# 2022 Flatiron Machine Learning x Science Summer School

## Step 18: Compare training DSN on `F07` with fixed vs. trainable symbolic discriminator

First, we train a Disentangled Sparsity Network (DSN) using with a symbolic discriminator (SD), which is pre-trained using the BCE loss to classify function library data vs. untrained MLP activations, for regularization on a problem with a larger function library, namely `F07`.

Next, we train the DSN and the SD in parallel in an adversarial setting.

In [1]:
%matplotlib widget
%load_ext autoreload
%autoreload 2

import os
import numpy as np
import matplotlib.pyplot as plt
import pandas as pd
import ipywidgets as ipw
import joblib

import torch
import wandb

from srnet import SRNet, SRData
from sdnet import SDNet, SDData
import srnet_utils as ut

### Step 18.1: Train symbolic discriminator with BCE loss

In [2]:
ut.plot_disc_accuracies("disc_model_F07_v2_fixed_BCE", "models", excl_names=[], avg_hor=50, uncertainty=True);

Canvas(toolbar=Toolbar(toolitems=[('Home', 'Reset original view', 'home', 'home'), ('Back', 'Back to previous …

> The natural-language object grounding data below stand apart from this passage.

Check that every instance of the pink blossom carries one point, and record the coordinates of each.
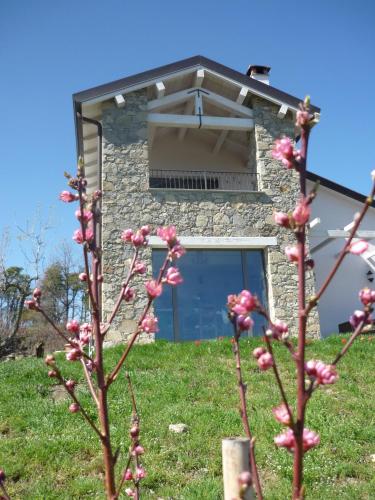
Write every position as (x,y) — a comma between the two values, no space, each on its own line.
(322,373)
(177,251)
(367,296)
(138,239)
(70,384)
(281,414)
(139,267)
(138,450)
(128,294)
(286,439)
(265,361)
(127,235)
(140,473)
(68,197)
(283,151)
(72,326)
(74,408)
(244,323)
(128,475)
(74,354)
(301,213)
(87,215)
(358,247)
(150,324)
(291,253)
(279,328)
(154,289)
(168,234)
(173,276)
(302,118)
(258,351)
(145,230)
(357,317)
(281,219)
(78,236)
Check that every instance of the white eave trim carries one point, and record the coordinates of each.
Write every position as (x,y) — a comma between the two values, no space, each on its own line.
(218,242)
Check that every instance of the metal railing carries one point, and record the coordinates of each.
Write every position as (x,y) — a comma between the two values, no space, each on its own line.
(203,180)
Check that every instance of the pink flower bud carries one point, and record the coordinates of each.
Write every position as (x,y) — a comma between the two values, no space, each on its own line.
(85,217)
(281,414)
(173,276)
(168,234)
(154,289)
(281,219)
(140,473)
(358,247)
(245,478)
(128,294)
(68,197)
(127,235)
(265,361)
(258,351)
(244,323)
(49,360)
(138,239)
(139,267)
(145,230)
(176,252)
(32,305)
(367,296)
(138,450)
(150,324)
(134,431)
(128,475)
(70,384)
(74,408)
(301,213)
(74,355)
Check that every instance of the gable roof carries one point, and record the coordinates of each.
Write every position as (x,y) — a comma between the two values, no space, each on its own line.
(145,78)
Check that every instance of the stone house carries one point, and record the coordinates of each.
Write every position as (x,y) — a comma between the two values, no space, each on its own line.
(189,144)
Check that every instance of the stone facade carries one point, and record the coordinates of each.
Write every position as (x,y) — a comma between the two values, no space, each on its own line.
(129,202)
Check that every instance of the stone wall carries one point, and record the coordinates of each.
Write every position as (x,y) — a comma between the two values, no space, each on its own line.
(128,202)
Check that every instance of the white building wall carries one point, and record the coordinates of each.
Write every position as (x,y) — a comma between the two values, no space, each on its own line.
(341,298)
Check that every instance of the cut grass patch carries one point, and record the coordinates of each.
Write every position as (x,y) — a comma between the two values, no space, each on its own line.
(49,453)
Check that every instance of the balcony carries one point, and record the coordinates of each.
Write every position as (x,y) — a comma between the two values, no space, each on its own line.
(203,180)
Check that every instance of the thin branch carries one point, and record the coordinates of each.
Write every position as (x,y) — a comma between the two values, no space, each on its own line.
(278,379)
(243,413)
(89,382)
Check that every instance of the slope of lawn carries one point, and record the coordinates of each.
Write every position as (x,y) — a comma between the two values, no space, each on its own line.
(49,453)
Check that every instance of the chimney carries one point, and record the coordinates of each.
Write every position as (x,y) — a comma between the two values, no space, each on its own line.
(260,73)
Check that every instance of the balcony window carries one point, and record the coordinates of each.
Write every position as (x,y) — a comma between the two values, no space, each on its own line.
(196,309)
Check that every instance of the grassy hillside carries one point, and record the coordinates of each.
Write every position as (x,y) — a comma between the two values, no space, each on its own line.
(49,453)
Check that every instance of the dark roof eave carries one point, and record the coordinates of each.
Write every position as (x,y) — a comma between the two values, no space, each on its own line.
(337,187)
(118,85)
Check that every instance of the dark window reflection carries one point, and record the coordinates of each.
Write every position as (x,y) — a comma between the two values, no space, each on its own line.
(197,308)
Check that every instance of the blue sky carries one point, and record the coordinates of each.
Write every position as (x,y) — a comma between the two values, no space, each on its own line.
(49,50)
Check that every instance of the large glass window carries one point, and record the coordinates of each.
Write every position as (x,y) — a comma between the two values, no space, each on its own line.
(196,309)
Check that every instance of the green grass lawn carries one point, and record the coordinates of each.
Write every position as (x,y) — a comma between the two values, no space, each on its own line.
(49,453)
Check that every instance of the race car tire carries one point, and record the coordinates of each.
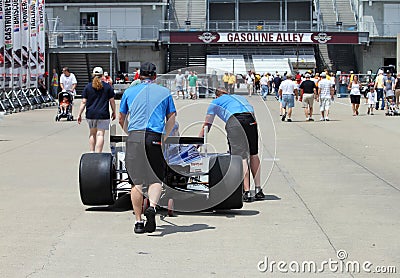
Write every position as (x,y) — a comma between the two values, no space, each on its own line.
(96,179)
(226,182)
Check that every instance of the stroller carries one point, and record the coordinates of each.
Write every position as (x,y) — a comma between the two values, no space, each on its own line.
(64,106)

It's so good, did it work correctly?

In [3]:
# load data
data_path = "data_1k"
in_var = "X07"
lat_var = "G07"
target_var = "F07"

mask_ext = ".mask"
try:
    masks = joblib.load(os.path.join(data_path, in_var + mask_ext))
    mask = masks['train']
except:
    mask = None
    print("Warning: No mask for training loaded.")

train_data = SRData(data_path, in_var, lat_var, target_var, data_mask=mask)

In [4]:
# load function library
fun_path = "funs/F07_v2.lib"
shuffle = False
iter_sample = False
disc_data = SDData(fun_path, in_var, shuffle=shuffle, iter_sample=iter_sample)

In [5]:
# load trained critic
critic = ut.load_disc("disc_model_F07_v2_fixed_BCE.pkl", save_path="models", disc_cls=SDNet)

In [None]:
# create fake data
hp = {
    "arch": {
        "in_size": 2,
        "out_size": 1,
        "hid_num": (2,0),
        "hid_size": 32, 
        "hid_type": ("MLP", "MLP"),
        "hid_kwargs": {
            "alpha": None,
            "norm": None,
            "prune": None,
            },
        "lat_size": 3,
    },
}

In [None]:
model = SRNet(**hp['arch'])
with torch.no_grad():
    preds, acts = model(train_data.in_data, get_lat=True)

In [None]:
critic(acts.T)

In [None]:
# create real data
data_real = disc_data.get(disc_data.len, train_data.in_data)

In [None]:
critic(data_real[0,:,:,0])

### Step 18.2: Train DSN with fixed SD

Let's use the trained SD to regularize the DSN when training on `F07` data.

We also want to track the critic predictions.

Currently, we track:

* Training loss per epoch and averaged over batches

* Validation loss every `log_freq` epochs

* `min_corr` on validation data every `log_freq` epochs (a more frequent computation might be expensive)

Let's also track the critic prediction per epoch averaged over latent features and batches.

In [6]:
models = ut.plot_losses("srnet_model_F07_v2_critic_check_lr_1e-4_sd_1e-4", "models", excl_names=[])

Canvas(toolbar=Toolbar(toolitems=[('Home', 'Reset original view', 'home', 'home'), ('Back', 'Back to previous …

In [7]:
models = ut.plot_corrs("srnet_model_F07_v2_critic_check_lr_1e-4_sd_1e-4", "models", excl_names=[])

Canvas(toolbar=Toolbar(toolitems=[('Home', 'Reset original view', 'home', 'home'), ('Back', 'Back to previous …

In [8]:
models = ut.plot_disc_preds("srnet_model_F07_v2_critic_check_lr_1e-4_sd_1e-4", "models", excl_names=[])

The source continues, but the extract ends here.